Sprint Nextel Corporation (NYSE:S): Current price $7.32
The United States’ number-three cellphone carrier Sprint is now suing to disallow DISH Network’s buyout of the wireless data network operator Clearwire Corporation, as the former said that the proposed deal violates the rights of Sprint shareholders and also those of Clearwire. DISH has offered to pay $4.40 per share for Clearwire, which recommended that its shareholders okay the offer, reversing its earlier position in support of a takeover bid by Sprint, which is its majority shareholder. The latter has bid $3.40 per share for the minority interest in Clearwire it doesn’t already own. Meanwhile, the satellite broadcaster DISH Network Corp. has said that its offer is contingent on being able to acquire 25 percent of the company.

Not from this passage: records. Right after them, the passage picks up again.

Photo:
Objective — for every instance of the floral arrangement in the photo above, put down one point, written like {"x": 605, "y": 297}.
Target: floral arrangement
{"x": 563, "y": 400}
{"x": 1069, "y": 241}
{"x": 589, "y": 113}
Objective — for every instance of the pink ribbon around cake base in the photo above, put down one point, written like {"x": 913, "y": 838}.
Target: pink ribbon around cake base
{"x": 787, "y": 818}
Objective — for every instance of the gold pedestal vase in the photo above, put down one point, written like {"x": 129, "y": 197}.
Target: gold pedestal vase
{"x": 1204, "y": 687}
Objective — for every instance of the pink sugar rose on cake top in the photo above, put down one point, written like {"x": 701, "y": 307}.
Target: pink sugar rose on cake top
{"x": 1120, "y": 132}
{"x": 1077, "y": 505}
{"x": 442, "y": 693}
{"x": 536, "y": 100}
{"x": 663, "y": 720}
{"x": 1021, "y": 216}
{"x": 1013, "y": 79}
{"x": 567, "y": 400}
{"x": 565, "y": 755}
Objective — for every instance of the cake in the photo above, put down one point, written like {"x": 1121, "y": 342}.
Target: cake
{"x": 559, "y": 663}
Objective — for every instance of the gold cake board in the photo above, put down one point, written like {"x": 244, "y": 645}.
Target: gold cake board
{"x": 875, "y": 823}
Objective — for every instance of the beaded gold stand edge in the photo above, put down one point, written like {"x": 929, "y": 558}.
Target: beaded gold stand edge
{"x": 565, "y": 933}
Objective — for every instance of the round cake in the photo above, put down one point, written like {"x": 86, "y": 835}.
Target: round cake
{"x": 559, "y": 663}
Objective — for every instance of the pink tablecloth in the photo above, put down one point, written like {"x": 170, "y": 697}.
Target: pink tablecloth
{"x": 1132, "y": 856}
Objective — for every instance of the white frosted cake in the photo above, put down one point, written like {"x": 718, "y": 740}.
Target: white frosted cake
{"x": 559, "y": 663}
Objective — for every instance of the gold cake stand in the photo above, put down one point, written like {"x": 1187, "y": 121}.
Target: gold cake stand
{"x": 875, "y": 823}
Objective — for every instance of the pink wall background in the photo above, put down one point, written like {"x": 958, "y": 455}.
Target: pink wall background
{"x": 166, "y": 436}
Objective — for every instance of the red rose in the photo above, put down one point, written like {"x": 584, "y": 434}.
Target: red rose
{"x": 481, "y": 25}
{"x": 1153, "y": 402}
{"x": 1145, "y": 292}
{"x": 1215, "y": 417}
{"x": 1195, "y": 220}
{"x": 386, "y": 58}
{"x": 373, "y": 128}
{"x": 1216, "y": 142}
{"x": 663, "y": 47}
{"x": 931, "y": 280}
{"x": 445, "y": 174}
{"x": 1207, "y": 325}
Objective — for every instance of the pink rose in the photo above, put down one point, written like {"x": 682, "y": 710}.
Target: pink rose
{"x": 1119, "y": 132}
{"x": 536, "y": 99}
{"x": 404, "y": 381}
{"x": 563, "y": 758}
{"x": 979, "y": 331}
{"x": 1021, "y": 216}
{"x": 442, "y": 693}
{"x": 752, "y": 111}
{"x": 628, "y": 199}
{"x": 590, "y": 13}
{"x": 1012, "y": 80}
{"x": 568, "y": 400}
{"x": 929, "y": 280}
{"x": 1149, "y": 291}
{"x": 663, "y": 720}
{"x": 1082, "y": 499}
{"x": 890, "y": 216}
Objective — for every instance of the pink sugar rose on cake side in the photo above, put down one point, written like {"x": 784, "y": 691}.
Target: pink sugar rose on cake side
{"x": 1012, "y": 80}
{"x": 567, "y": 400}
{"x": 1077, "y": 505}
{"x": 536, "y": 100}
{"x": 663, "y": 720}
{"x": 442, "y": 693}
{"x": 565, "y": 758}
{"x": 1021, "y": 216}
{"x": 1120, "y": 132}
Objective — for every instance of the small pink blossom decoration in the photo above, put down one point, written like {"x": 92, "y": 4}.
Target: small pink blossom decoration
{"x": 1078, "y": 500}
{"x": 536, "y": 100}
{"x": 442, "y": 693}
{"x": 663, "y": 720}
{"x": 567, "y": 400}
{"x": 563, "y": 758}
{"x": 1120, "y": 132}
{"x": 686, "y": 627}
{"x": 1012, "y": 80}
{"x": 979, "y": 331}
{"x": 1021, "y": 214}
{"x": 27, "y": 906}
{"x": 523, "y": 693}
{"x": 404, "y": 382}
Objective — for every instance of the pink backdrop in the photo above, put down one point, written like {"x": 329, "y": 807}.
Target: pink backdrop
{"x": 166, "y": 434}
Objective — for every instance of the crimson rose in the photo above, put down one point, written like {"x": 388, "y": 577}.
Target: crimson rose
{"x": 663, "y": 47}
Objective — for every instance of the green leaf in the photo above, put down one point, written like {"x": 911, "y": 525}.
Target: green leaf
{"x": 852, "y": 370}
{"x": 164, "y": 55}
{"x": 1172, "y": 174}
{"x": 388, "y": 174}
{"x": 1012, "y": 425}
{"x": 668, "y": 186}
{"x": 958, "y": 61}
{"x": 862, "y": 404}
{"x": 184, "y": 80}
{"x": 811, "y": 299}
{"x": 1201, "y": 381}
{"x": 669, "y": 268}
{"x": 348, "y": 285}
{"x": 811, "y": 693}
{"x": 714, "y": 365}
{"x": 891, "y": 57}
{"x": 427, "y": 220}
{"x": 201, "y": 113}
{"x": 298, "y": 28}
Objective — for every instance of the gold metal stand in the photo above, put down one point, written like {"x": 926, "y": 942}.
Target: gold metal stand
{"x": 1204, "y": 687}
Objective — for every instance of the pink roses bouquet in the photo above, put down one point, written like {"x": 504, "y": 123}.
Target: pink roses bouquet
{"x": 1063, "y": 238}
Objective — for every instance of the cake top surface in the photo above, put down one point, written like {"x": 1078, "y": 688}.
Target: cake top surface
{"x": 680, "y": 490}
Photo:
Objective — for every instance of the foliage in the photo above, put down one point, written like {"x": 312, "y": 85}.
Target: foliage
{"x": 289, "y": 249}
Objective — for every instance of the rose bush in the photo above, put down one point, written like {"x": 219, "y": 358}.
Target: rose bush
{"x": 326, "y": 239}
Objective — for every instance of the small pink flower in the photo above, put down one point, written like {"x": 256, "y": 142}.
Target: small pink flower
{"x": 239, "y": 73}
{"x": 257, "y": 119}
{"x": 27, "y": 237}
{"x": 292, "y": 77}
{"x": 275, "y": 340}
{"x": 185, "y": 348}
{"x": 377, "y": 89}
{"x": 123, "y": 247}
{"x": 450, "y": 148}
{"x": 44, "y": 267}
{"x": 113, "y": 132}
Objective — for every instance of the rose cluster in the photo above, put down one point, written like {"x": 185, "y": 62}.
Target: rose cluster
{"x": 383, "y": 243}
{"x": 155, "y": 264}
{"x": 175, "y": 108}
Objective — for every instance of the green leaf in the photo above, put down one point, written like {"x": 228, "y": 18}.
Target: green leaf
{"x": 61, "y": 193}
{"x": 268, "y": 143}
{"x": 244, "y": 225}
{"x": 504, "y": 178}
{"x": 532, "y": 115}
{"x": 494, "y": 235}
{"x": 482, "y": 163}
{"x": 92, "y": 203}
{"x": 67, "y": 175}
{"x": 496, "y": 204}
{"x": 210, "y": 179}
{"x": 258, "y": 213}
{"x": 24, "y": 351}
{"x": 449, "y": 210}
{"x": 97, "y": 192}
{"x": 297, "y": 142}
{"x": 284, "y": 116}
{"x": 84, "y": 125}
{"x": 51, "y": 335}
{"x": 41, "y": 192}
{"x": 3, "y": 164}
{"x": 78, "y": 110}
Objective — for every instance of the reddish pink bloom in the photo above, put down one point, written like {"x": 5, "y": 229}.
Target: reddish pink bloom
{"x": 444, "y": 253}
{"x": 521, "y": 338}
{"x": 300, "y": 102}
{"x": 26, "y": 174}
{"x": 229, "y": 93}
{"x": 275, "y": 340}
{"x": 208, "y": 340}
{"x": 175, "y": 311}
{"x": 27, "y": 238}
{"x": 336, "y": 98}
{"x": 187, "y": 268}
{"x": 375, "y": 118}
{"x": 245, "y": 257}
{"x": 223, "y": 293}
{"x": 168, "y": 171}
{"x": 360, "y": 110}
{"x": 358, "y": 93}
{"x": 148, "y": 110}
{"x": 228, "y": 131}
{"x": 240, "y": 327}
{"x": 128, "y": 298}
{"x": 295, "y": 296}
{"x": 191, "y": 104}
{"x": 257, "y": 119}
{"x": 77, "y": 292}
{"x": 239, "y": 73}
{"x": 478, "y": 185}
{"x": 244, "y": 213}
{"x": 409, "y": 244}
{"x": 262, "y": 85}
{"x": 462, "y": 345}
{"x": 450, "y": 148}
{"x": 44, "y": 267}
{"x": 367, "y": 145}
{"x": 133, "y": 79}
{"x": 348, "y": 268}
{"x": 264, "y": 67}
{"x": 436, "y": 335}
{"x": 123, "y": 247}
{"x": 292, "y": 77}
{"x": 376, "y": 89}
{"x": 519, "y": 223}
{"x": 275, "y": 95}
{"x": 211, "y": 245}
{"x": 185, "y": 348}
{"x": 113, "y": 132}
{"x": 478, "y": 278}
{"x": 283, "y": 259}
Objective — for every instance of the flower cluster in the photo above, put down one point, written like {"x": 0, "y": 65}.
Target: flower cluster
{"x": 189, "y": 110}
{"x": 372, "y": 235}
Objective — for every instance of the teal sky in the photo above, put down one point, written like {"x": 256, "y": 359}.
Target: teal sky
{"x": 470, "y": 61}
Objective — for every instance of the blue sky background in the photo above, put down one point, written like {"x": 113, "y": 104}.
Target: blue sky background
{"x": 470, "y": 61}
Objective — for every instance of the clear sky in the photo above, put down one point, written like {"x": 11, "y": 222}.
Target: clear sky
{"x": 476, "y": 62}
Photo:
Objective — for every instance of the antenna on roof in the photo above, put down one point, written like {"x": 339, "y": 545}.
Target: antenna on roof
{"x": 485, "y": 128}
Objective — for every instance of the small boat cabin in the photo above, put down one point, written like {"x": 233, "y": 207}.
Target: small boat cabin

News Corp. (NASDAQ:NWSA): Current price $31.56
A News Corp. journalist at its Sun tabloid and a prison guard will be charged with conspiring to commit misconduct in a public office, as part of an inquiry into wrongdoing at the firm. The United Kingdom Crown Prosecution Service revealed in an emailed statement that the Sun‘s chief foreign correspondent Nick Parker paid Lee Brockhouse $2,735 for information on well-known persons in 2007 and 2009, and that pair were ordered to appear at a London court on July 11. During the past three years, News Corp. newspapers have been the center of wide-ranging investigations which have uncovered alleged phone hacking and bribery. Chairman Rupert Murdoch closed the News of the World tabloid following revelations that journalists had illegally gotten hold of messages from the mobile phone of a murdered school girl.